I have to strongly agree.
Be supportive and understanding in things that aren't going to destroy your marriage.


----------



## Marduk (Jul 16, 2010)

He was shopping. You didn't mate guard, and neither did he.

The other woman did.

If she's single again, he will do it again.

You're his second choice. And that sucks, and I totally hate it for you, but it is what it is.


----------



## wwwwwwww (Aug 30, 2015)

Yeah, so I was confused at the time by his actions because he was so open about it. That is what got me. I figured if he was having an affair, he would hide it more.

So I questioned and doubted the red flags and my screaming intuition telling me he was pursuing her. I did tell him my thoughts and concerns and he was so convincingly adamant that I was misreading the whole thing. He did admit he "cared for her" though. Which was weird considering he had not had any contact at all with her since high school and he is now 50. So really, it was more than 25 years later. 
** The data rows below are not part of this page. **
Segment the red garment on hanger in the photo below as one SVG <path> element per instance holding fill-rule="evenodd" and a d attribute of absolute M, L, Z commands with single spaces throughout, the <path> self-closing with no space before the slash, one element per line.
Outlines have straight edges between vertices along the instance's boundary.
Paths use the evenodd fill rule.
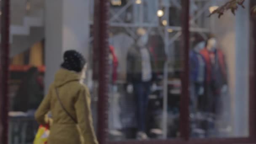
<path fill-rule="evenodd" d="M 206 82 L 210 83 L 212 79 L 211 77 L 211 67 L 210 52 L 205 48 L 200 51 L 200 53 L 203 56 L 206 64 Z M 218 56 L 218 62 L 220 66 L 221 73 L 224 77 L 227 80 L 227 70 L 226 69 L 226 64 L 224 59 L 224 54 L 222 51 L 219 49 L 217 50 L 216 54 Z"/>
<path fill-rule="evenodd" d="M 118 66 L 118 59 L 115 52 L 115 47 L 112 45 L 109 45 L 110 53 L 113 56 L 113 73 L 112 75 L 112 80 L 115 83 L 117 79 L 117 66 Z"/>

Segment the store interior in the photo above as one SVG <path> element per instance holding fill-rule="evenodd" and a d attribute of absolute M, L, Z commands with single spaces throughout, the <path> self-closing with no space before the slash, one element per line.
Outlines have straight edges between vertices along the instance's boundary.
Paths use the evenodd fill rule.
<path fill-rule="evenodd" d="M 187 81 L 192 138 L 248 135 L 246 106 L 249 102 L 249 43 L 244 35 L 249 29 L 241 31 L 238 26 L 249 20 L 243 16 L 247 14 L 244 10 L 235 16 L 227 12 L 221 19 L 208 17 L 212 9 L 224 1 L 192 0 Z M 180 3 L 134 1 L 111 3 L 109 139 L 116 141 L 179 138 L 182 104 L 181 75 L 184 72 Z M 93 8 L 93 2 L 91 8 Z M 98 82 L 93 69 L 97 62 L 93 57 L 93 9 L 90 11 L 91 37 L 86 55 L 89 67 L 85 83 L 91 92 L 96 128 Z M 11 58 L 11 141 L 30 141 L 38 128 L 33 114 L 45 90 L 44 43 L 42 39 Z M 29 123 L 35 124 L 20 124 Z M 27 131 L 30 136 L 21 137 L 20 130 Z"/>

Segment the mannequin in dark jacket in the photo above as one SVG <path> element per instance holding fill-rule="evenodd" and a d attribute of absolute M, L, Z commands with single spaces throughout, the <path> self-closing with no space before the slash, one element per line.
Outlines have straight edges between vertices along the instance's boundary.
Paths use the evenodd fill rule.
<path fill-rule="evenodd" d="M 147 34 L 141 37 L 136 45 L 128 51 L 127 57 L 127 91 L 134 92 L 137 105 L 139 139 L 147 139 L 146 120 L 148 96 L 152 82 L 155 79 L 154 60 L 147 47 Z"/>

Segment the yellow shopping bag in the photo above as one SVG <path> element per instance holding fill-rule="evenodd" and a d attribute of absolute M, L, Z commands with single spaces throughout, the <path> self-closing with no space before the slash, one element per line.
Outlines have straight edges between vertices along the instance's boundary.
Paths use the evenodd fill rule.
<path fill-rule="evenodd" d="M 48 137 L 50 134 L 50 130 L 48 126 L 40 125 L 35 138 L 34 140 L 34 144 L 46 144 Z"/>

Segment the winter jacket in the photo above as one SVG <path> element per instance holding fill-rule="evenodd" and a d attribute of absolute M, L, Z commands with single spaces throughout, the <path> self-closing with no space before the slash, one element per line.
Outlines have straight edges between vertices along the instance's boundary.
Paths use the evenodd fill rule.
<path fill-rule="evenodd" d="M 152 56 L 150 54 L 151 69 L 152 70 L 152 80 L 156 79 L 155 73 L 155 64 Z M 128 51 L 127 56 L 127 76 L 126 80 L 128 83 L 133 82 L 141 82 L 142 81 L 142 58 L 139 48 L 133 46 Z"/>
<path fill-rule="evenodd" d="M 93 126 L 89 90 L 80 84 L 79 79 L 75 72 L 60 69 L 35 113 L 37 121 L 45 125 L 45 116 L 49 111 L 51 112 L 53 124 L 50 128 L 50 144 L 81 144 L 81 137 L 85 144 L 98 144 Z M 64 107 L 75 122 L 61 107 L 56 88 Z"/>

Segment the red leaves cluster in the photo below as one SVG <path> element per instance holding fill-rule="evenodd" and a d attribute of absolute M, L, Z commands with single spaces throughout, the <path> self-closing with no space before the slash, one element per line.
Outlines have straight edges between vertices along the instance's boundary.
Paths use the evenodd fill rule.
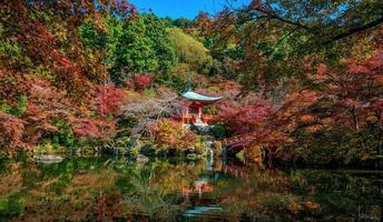
<path fill-rule="evenodd" d="M 149 131 L 155 137 L 155 142 L 160 148 L 177 149 L 185 151 L 194 147 L 197 142 L 197 135 L 184 129 L 179 122 L 164 120 L 149 127 Z"/>
<path fill-rule="evenodd" d="M 262 99 L 246 105 L 225 101 L 219 104 L 217 120 L 225 122 L 233 132 L 240 134 L 261 128 L 269 113 L 271 105 Z"/>
<path fill-rule="evenodd" d="M 116 123 L 114 121 L 79 118 L 75 120 L 73 132 L 80 138 L 108 139 L 107 135 L 115 132 L 115 125 Z"/>
<path fill-rule="evenodd" d="M 151 87 L 153 75 L 151 74 L 138 74 L 134 75 L 128 81 L 129 89 L 132 89 L 137 92 L 143 92 L 145 89 Z"/>
<path fill-rule="evenodd" d="M 117 89 L 114 84 L 95 85 L 92 95 L 92 102 L 101 115 L 119 114 L 126 98 L 125 90 Z"/>
<path fill-rule="evenodd" d="M 22 133 L 24 130 L 23 121 L 12 115 L 0 112 L 0 147 L 8 152 L 24 145 Z"/>

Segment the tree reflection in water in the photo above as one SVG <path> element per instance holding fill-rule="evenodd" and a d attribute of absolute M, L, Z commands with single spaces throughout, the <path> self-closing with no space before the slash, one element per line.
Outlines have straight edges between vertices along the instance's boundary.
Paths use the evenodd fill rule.
<path fill-rule="evenodd" d="M 66 158 L 0 161 L 9 221 L 382 220 L 382 172 Z"/>

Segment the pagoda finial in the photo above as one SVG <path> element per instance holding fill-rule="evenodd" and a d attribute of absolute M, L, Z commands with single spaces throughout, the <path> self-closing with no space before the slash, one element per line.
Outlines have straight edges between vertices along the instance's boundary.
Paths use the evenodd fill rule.
<path fill-rule="evenodd" d="M 184 89 L 184 92 L 192 92 L 193 91 L 193 84 L 192 84 L 192 75 L 188 74 L 188 81 L 186 83 L 186 87 Z"/>

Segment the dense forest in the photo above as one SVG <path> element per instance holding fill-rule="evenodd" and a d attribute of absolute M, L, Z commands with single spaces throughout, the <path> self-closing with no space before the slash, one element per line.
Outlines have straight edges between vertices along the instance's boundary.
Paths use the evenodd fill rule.
<path fill-rule="evenodd" d="M 380 0 L 228 1 L 194 20 L 126 0 L 4 0 L 0 153 L 203 153 L 207 137 L 249 133 L 249 160 L 382 158 L 382 14 Z M 169 118 L 188 84 L 224 97 L 208 135 Z"/>

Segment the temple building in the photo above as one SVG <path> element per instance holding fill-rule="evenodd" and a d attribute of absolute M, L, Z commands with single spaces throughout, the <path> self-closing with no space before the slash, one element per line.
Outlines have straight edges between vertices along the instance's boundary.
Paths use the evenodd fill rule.
<path fill-rule="evenodd" d="M 222 100 L 222 97 L 208 97 L 194 92 L 192 89 L 180 93 L 184 99 L 185 110 L 181 112 L 181 122 L 184 125 L 207 127 L 213 119 L 209 114 L 204 114 L 205 105 L 214 104 Z"/>

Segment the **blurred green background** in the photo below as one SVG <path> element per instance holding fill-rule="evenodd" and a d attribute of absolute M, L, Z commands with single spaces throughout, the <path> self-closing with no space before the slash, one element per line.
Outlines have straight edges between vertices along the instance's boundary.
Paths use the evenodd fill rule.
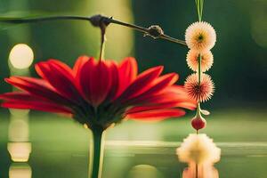
<path fill-rule="evenodd" d="M 1 16 L 103 13 L 143 27 L 158 24 L 166 34 L 179 39 L 184 38 L 186 28 L 197 20 L 193 0 L 0 0 L 0 4 Z M 214 64 L 208 71 L 216 89 L 214 96 L 203 108 L 212 111 L 204 132 L 221 142 L 219 146 L 222 149 L 223 157 L 217 165 L 220 175 L 263 178 L 267 174 L 264 169 L 267 163 L 267 1 L 206 0 L 203 18 L 217 32 L 217 43 L 212 50 Z M 143 37 L 140 32 L 113 24 L 108 28 L 107 39 L 106 59 L 120 61 L 134 56 L 140 71 L 164 65 L 165 72 L 175 71 L 180 75 L 181 85 L 192 73 L 187 68 L 188 49 L 184 46 Z M 10 52 L 17 44 L 27 44 L 32 48 L 33 63 L 54 58 L 72 66 L 79 55 L 98 56 L 100 31 L 85 21 L 0 23 L 0 93 L 12 89 L 4 82 L 11 74 L 36 76 L 33 65 L 28 71 L 15 69 L 9 64 Z M 104 177 L 131 177 L 128 173 L 133 167 L 143 164 L 156 167 L 141 169 L 141 172 L 152 170 L 152 177 L 180 177 L 185 165 L 179 164 L 174 150 L 179 142 L 193 132 L 190 125 L 192 116 L 190 112 L 183 118 L 147 125 L 128 121 L 109 130 L 108 141 L 142 140 L 171 144 L 155 150 L 155 145 L 142 149 L 131 146 L 131 142 L 130 146 L 117 148 L 113 142 L 107 146 Z M 12 117 L 27 125 L 13 126 Z M 0 177 L 8 177 L 12 166 L 26 167 L 25 170 L 31 167 L 34 178 L 86 177 L 90 135 L 85 129 L 72 120 L 42 112 L 12 117 L 7 109 L 0 109 Z M 12 132 L 15 136 L 11 136 Z M 12 163 L 8 142 L 32 142 L 28 165 Z M 239 142 L 241 146 L 225 146 L 222 142 Z M 244 162 L 254 166 L 240 166 Z M 24 177 L 20 174 L 20 178 Z"/>

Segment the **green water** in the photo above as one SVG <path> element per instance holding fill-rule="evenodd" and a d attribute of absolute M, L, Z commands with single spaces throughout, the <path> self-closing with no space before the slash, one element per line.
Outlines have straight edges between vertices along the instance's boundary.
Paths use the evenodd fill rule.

I do wonder if he would chase after her again if she was single. According to the guys answers on this site, he would. That says alot.

It frankly sucks.


----------



## Marduk (Jul 16, 2010)

wwwwwwww said:


> Yeah, so I was confused at the time by his actions because he was so open about it. That is what got me. I figured if he was having an affair, he would hide it more.
> 
> So I questioned and doubted the red flags and my screaming intuition telling me he was pursuing her. I did tell him my thoughts and concerns and he was so convincingly adamant that I was misreading the whole thing. He did admit he "cared for her" though. Which was weird considering he had not had any contact at all with her since high school and he is now 50. So really, it was more than 25 years later.
> 
> ...


It totally does suck. Being second choice. Or third, or fourth, or no longer picked for the team at all. Been there.

The thing is though, questions are pointless. You know where he's at, he knows where he's at, what's he going to say? Even if he's fully conscious about what he was doing... why would he admit it to you?
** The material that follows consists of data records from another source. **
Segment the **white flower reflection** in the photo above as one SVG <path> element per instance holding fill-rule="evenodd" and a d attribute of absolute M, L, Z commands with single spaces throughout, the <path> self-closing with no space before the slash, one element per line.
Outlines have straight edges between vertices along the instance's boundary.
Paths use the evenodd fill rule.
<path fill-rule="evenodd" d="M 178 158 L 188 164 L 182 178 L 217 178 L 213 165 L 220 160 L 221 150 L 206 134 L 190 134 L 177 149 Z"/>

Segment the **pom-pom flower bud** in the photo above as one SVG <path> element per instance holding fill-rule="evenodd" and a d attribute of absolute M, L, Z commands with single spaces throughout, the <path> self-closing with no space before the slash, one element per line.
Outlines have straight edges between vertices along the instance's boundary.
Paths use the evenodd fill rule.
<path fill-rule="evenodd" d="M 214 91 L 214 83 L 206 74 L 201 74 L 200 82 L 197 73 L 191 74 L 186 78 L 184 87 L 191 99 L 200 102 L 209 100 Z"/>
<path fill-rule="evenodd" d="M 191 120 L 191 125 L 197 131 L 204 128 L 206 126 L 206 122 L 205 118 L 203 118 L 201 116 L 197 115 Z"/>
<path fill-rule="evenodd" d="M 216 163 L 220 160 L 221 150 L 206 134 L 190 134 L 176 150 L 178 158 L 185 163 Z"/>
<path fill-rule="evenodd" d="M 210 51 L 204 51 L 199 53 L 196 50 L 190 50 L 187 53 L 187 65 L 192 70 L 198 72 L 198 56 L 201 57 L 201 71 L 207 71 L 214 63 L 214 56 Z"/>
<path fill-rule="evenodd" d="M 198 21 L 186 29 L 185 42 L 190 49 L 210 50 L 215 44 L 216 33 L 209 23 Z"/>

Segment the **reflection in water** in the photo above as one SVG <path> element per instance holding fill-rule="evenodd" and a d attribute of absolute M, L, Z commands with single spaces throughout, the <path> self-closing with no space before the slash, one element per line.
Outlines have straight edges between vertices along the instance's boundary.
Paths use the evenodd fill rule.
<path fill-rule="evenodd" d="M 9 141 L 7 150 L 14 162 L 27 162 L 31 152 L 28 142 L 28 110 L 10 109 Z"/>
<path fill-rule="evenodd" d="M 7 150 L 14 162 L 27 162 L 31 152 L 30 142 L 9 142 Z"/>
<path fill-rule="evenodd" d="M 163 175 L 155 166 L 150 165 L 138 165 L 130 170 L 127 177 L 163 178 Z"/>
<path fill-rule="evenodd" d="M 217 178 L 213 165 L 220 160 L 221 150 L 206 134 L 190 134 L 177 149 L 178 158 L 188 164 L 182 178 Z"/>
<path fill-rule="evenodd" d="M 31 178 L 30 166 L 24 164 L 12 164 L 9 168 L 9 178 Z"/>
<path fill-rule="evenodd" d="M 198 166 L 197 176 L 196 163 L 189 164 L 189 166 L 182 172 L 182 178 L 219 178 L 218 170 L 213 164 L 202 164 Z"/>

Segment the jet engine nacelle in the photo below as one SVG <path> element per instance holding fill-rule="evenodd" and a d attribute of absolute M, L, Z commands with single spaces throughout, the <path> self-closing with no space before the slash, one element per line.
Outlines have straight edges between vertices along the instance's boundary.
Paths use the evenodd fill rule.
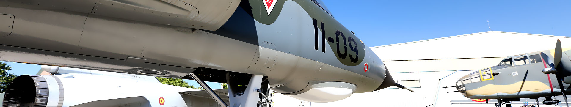
<path fill-rule="evenodd" d="M 216 103 L 214 100 L 194 94 L 204 90 L 163 84 L 152 76 L 42 68 L 40 71 L 65 74 L 18 76 L 9 85 L 3 106 L 218 106 L 210 104 Z"/>

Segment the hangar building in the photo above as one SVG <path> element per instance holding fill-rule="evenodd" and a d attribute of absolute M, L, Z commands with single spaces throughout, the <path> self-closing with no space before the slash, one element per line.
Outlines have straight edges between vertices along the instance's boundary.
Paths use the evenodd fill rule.
<path fill-rule="evenodd" d="M 416 92 L 392 87 L 326 103 L 308 103 L 275 94 L 274 105 L 494 106 L 495 102 L 478 104 L 485 102 L 472 101 L 459 92 L 447 93 L 456 91 L 455 88 L 441 88 L 454 86 L 462 76 L 496 65 L 505 57 L 555 48 L 557 39 L 563 47 L 571 47 L 571 37 L 496 31 L 372 47 L 395 80 Z M 451 102 L 453 100 L 467 101 Z"/>

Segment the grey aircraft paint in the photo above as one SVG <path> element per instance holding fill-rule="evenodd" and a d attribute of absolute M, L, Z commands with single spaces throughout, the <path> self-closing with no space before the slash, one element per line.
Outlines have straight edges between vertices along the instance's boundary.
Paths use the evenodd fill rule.
<path fill-rule="evenodd" d="M 564 49 L 558 73 L 569 76 L 571 61 L 567 56 L 569 48 Z M 541 52 L 545 56 L 541 56 Z M 461 77 L 456 88 L 464 96 L 475 99 L 536 98 L 562 95 L 555 74 L 542 72 L 544 68 L 553 65 L 553 50 L 526 53 L 506 57 L 498 65 Z M 487 69 L 491 69 L 490 72 Z M 571 83 L 564 79 L 563 88 L 568 89 Z M 565 89 L 566 94 L 571 90 Z"/>
<path fill-rule="evenodd" d="M 217 72 L 235 72 L 266 76 L 289 95 L 311 81 L 349 83 L 357 93 L 395 84 L 383 84 L 382 61 L 315 2 L 276 1 L 268 15 L 262 0 L 154 1 L 173 6 L 164 9 L 3 1 L 0 25 L 10 27 L 0 28 L 0 60 L 190 79 L 196 71 L 220 83 Z"/>

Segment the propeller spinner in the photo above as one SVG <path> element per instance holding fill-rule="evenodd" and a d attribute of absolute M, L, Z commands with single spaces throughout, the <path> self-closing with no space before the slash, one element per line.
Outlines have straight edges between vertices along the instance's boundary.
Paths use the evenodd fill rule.
<path fill-rule="evenodd" d="M 563 77 L 563 73 L 558 73 L 557 68 L 559 67 L 559 63 L 561 61 L 561 56 L 562 52 L 561 52 L 561 42 L 557 39 L 557 43 L 555 46 L 554 55 L 553 56 L 553 60 L 552 61 L 549 59 L 546 59 L 546 58 L 549 58 L 546 54 L 544 52 L 541 52 L 541 60 L 543 61 L 544 66 L 545 68 L 544 68 L 541 71 L 544 73 L 549 74 L 553 73 L 555 74 L 556 77 L 557 79 L 557 83 L 559 84 L 559 88 L 561 89 L 561 93 L 563 93 L 563 97 L 565 100 L 565 104 L 569 107 L 569 104 L 567 104 L 567 96 L 565 95 L 565 89 L 563 87 L 563 80 L 562 80 Z"/>

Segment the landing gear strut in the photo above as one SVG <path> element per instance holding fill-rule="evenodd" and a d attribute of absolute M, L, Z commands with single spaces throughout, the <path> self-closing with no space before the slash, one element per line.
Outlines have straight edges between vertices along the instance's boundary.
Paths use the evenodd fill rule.
<path fill-rule="evenodd" d="M 501 106 L 501 105 L 505 105 L 506 107 L 512 107 L 512 103 L 510 101 L 520 101 L 520 98 L 497 99 L 497 100 L 498 102 L 496 102 L 496 107 Z"/>
<path fill-rule="evenodd" d="M 194 72 L 191 73 L 190 76 L 223 107 L 272 106 L 268 86 L 270 83 L 263 76 L 228 72 L 226 81 L 228 83 L 230 105 L 220 98 Z"/>

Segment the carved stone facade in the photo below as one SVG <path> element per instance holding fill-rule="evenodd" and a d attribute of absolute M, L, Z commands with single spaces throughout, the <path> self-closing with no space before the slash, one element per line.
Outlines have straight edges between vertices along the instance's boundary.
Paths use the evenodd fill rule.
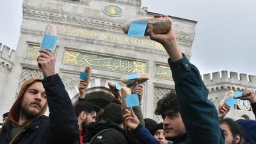
<path fill-rule="evenodd" d="M 113 97 L 108 81 L 124 86 L 120 81 L 122 76 L 145 72 L 151 79 L 143 84 L 143 113 L 145 118 L 161 120 L 154 115 L 156 104 L 174 89 L 168 56 L 160 44 L 146 36 L 129 37 L 121 29 L 125 22 L 154 14 L 141 8 L 141 0 L 24 0 L 22 6 L 16 51 L 10 51 L 0 44 L 0 113 L 9 111 L 24 81 L 32 77 L 42 78 L 36 59 L 45 26 L 51 23 L 56 26 L 59 37 L 54 52 L 56 72 L 73 103 L 78 99 L 79 72 L 87 65 L 92 67 L 88 99 L 101 99 L 106 103 Z M 196 22 L 172 18 L 177 40 L 190 58 Z M 210 90 L 214 87 L 211 83 L 207 84 Z M 251 87 L 255 85 L 254 83 Z M 223 93 L 210 93 L 215 103 L 221 99 L 218 94 Z"/>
There's no upside and every downside. And again, that's if he is conscious of it and can even admit it to himself. Maybe in his mind he was just wondering if she would want him after all these years, and never intended to do anything about it.

What I would do is just call it upfront. It's too little to end a marriage over yet, so instead I would just draw a 'no contact' line for this particular woman if he wants to stay in this marriage.
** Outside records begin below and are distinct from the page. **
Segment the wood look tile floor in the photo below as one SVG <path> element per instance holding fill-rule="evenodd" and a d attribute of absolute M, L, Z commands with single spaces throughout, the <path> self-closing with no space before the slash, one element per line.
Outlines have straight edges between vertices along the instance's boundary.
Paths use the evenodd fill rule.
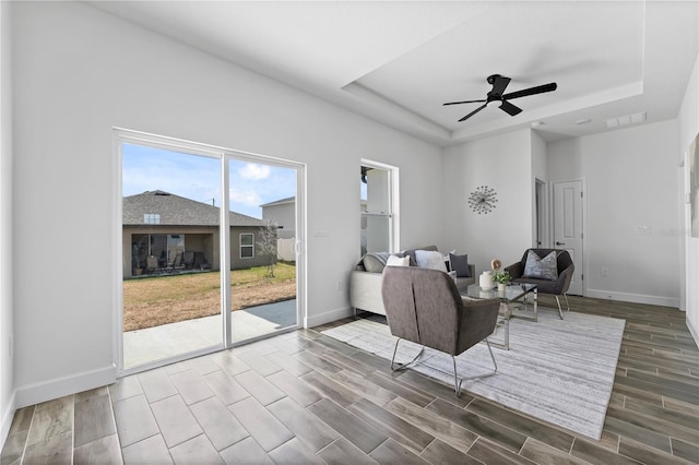
<path fill-rule="evenodd" d="M 699 463 L 699 350 L 685 313 L 570 305 L 627 321 L 600 441 L 392 374 L 387 360 L 320 334 L 339 321 L 22 408 L 1 463 Z"/>

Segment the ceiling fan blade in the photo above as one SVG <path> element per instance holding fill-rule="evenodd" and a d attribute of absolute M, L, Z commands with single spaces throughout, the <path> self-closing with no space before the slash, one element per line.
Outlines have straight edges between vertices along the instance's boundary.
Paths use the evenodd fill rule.
<path fill-rule="evenodd" d="M 502 96 L 503 99 L 509 100 L 512 98 L 526 97 L 528 95 L 543 94 L 544 92 L 555 91 L 558 85 L 555 82 L 537 85 L 536 87 L 523 88 L 522 91 L 510 92 Z"/>
<path fill-rule="evenodd" d="M 500 105 L 500 109 L 510 116 L 519 115 L 522 112 L 522 109 L 516 105 L 510 104 L 507 100 L 502 100 L 502 105 Z"/>
<path fill-rule="evenodd" d="M 485 100 L 448 102 L 448 103 L 442 104 L 442 105 L 478 104 L 478 103 L 483 103 L 483 102 L 485 102 Z"/>
<path fill-rule="evenodd" d="M 501 76 L 499 74 L 493 75 L 493 91 L 490 91 L 494 95 L 502 95 L 507 85 L 510 83 L 509 78 Z"/>
<path fill-rule="evenodd" d="M 469 118 L 471 118 L 472 116 L 474 116 L 475 114 L 477 114 L 478 111 L 481 111 L 482 109 L 484 109 L 485 107 L 487 107 L 487 105 L 482 105 L 482 106 L 479 106 L 478 108 L 476 108 L 475 110 L 473 110 L 473 111 L 471 111 L 469 115 L 466 115 L 465 117 L 461 118 L 461 119 L 459 120 L 459 122 L 467 120 Z"/>

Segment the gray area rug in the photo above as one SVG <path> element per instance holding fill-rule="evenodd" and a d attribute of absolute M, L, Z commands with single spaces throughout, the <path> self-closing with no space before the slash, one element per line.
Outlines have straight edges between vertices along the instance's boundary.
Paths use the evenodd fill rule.
<path fill-rule="evenodd" d="M 626 321 L 576 312 L 565 312 L 564 317 L 560 320 L 556 310 L 540 308 L 538 322 L 512 319 L 510 350 L 493 347 L 498 363 L 494 375 L 483 377 L 493 371 L 485 343 L 457 357 L 459 374 L 464 378 L 461 389 L 599 440 Z M 323 334 L 387 360 L 393 355 L 396 339 L 387 324 L 370 319 Z M 412 360 L 419 348 L 402 341 L 396 360 Z M 447 354 L 426 348 L 420 362 L 411 369 L 453 388 L 453 365 Z"/>

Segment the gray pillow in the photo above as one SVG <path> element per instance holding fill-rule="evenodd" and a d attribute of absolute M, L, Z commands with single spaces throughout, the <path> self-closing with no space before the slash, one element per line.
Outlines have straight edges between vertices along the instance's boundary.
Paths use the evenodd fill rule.
<path fill-rule="evenodd" d="M 449 253 L 449 267 L 457 272 L 457 277 L 471 277 L 471 269 L 469 267 L 469 255 L 457 255 Z"/>
<path fill-rule="evenodd" d="M 558 264 L 556 252 L 550 252 L 543 259 L 533 250 L 526 254 L 524 273 L 522 277 L 533 277 L 536 279 L 556 281 L 558 279 Z"/>
<path fill-rule="evenodd" d="M 388 252 L 371 252 L 364 255 L 364 269 L 369 273 L 382 273 L 386 262 L 389 260 Z"/>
Otherwise, you can free him to let him chase her all he wants.


----------



## wwwwwwww (Aug 30, 2015)

yeah, I agree. 

I have said no contact to him and then let it lie. Right now, it is not rocking the boat... it is not in our face. 

But I do wonder from time to time especially if she becomes single.

And, I also wonder if another woman appears. My trust is shaken. 

I am glad I wrote on this board. It validates my feelings and gives me food for thought and not to be blindsighted.


----------



## ConanHub (Aug 9, 2013)

I would have kicked him so hard his nuts would have replaced his tonsils.

His utter disregard and open contempt of you and your marriage is disgusting.

He clearly wanted this woman more than anything and was excited the moment he found her single then became upset when she started seeing someone else.

He would have a long way to go to prove to me he was worth my time after his idiocy.
_Posted via Mobile Device_


----------



## Roselyn (Sep 19, 2010)

He clearly pursued this woman under your nose. If she wanted him, he would have gone to her and left you with your mouth opened. He was so sure of himself that he had the audacity to openly talk to you about his disappointment in not having her. That must have hurt tremendously when you heard him speak like that. 

Although I have been married for 35 years (first marriage for the both of us), I would have left my husband for this transgression if my husband pursued another as your husband did. This is complete betrayal and disrespect in my eyes. Just lucky for you that the Other Woman did not desire him. You got the "booby prize".

I'm sorry you are here.


----------



## wwwwwwww (Aug 30, 2015)

I am blown away by the responses I am getting over my story here. 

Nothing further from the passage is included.